Ship of Fools took twenty-seven years to write and was interrupted, Porter told her interviewer, ‘by just anyone who could jimmy his way into my life.’ Falling in love was almost always a professional and personal disaster. Like Jenny Brown in the novel, she falls ‘always with utter strangers and as if I were going under water’ and falls out again ‘as if falling off a cliff’. Allen Tate, a friend, and briefly a lover, described her as ‘trapped in a cycle of romantic emotions that repeat themselves about every five years.’ Porter was ruefully aware of the pattern. She would invest the ‘subject’ with a light of such blinding brilliance all natural attributes disappear and are replaced by those usually associated with archangels at least … And when it is over, it is over. Most of these ‘archangels’ treated her badly. Her first husband beat her up, her second gave her gonorrhea; Matthew Josephson only had an affair with her because he was feeling intense and bohemian after writing a biography of Zola; Albert Erskine, who married her when he was twenty-one and she was forty-eight, rejected her brutally when he discovered her real age. Retrospectively, she was always disenchanted – ‘that monster’, ‘a silly fraud’, ‘a congenital liar’ – but she never stopped seeking enchantment. Her last affair, with the impressively named Elijah Barrett Prettyman Jr, began when she was seventy-six and he was forty-one, and was celebrated as effusively as always: ‘My darling, you came late to me, but I am glad I lived to know you – it was worth everything else!
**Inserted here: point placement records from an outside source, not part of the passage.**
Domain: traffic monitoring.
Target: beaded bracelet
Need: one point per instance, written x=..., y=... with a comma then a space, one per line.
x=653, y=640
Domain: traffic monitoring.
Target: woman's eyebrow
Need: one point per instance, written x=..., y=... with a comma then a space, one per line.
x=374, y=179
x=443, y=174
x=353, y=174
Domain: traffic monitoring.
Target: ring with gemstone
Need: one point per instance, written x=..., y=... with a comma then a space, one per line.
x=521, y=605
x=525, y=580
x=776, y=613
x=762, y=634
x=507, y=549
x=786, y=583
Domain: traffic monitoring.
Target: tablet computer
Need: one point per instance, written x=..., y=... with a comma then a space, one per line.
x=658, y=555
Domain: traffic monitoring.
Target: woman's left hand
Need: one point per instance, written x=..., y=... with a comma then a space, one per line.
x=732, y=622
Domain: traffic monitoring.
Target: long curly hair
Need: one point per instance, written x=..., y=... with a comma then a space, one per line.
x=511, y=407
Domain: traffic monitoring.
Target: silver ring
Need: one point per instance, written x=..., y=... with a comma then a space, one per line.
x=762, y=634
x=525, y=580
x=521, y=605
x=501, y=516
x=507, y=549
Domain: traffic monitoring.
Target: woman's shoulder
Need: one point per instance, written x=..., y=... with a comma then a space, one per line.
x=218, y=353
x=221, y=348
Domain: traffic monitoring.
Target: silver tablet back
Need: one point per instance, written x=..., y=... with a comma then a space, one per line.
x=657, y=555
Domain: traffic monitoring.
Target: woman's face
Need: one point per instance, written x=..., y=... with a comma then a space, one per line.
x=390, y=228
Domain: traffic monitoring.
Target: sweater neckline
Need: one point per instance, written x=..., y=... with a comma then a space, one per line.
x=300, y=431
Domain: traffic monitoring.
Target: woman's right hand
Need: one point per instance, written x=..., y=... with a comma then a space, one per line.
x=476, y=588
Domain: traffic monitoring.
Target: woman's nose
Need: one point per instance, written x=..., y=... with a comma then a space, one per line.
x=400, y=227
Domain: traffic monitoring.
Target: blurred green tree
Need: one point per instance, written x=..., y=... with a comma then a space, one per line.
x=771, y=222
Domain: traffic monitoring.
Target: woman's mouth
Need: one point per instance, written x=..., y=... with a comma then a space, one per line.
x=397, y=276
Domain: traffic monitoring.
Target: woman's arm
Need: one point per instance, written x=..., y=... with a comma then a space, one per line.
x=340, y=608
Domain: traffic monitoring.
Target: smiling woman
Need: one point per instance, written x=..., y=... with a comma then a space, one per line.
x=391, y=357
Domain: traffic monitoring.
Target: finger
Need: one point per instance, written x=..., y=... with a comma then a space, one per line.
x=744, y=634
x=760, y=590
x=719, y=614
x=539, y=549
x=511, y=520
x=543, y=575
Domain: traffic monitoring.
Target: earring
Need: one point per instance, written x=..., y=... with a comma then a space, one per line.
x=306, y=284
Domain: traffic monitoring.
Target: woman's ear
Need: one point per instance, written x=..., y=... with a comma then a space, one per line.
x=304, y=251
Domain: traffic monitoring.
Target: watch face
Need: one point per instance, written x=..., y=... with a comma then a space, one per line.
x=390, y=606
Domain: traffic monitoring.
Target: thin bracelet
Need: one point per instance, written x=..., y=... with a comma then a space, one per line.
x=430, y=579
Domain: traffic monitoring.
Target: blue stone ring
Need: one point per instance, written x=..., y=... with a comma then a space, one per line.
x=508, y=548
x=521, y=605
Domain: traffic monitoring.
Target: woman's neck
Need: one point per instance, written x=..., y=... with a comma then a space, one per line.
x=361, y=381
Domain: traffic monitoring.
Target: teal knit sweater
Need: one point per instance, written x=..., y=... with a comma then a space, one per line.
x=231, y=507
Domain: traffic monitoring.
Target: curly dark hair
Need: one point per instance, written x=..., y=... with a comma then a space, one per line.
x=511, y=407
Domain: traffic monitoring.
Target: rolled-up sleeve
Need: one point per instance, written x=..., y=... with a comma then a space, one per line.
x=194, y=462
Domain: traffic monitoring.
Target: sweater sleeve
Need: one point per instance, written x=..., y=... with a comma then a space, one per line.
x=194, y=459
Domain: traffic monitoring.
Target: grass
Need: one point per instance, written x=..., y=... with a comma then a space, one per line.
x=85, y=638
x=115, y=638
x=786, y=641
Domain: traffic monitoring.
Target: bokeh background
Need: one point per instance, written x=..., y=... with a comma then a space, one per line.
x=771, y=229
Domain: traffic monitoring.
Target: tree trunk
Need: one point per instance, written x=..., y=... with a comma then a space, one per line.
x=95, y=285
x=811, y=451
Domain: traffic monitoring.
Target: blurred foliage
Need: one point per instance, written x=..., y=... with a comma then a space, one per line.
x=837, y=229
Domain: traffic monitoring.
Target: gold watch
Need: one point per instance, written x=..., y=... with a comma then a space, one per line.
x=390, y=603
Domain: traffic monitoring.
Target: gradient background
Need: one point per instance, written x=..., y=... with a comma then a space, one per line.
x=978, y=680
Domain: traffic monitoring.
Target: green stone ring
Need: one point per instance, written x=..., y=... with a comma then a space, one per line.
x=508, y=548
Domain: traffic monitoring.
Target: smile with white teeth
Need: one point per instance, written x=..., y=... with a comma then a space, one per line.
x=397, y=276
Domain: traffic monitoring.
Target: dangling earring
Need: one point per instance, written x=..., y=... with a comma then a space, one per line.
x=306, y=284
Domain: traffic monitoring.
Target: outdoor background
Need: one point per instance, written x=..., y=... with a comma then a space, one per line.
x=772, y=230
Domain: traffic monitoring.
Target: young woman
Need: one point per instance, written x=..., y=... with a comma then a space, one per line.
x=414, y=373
My love again and for always.’
Marianne Moore called Porter the world’s worst procrastinator. Her love life was partly responsible for the legendary delaying of the novel (on which her friend Flannery O ‘Connor, herself working against time – she died at thirty-nine commented: ‘A novel is like a machine, it either runs or it don’t … how awful to spend twenty-seven years on what won’t run.’) But Porter’s whole writing life was a painful struggle. The fictional output is not large: three collections of stories, Flowering Judas (1930), Pale Horse, Pale Rider (1939), The Leaning Tower (1944) and the novel (1962). Each volume represents years of delay, material stored up, abandoned, returned to, periods of self-imposed isolation alternating with orgies of displacement activity. The biography is clogged with chapter headings like ‘getting ready to be a writer’, or chapter endings that read ‘she gathered her energies for her own work’ or ‘if she did not write it might be years before she would be ready again.’ Her relations with her publishers are characterised by grieved letters about long delays, and advances against work not yet begun.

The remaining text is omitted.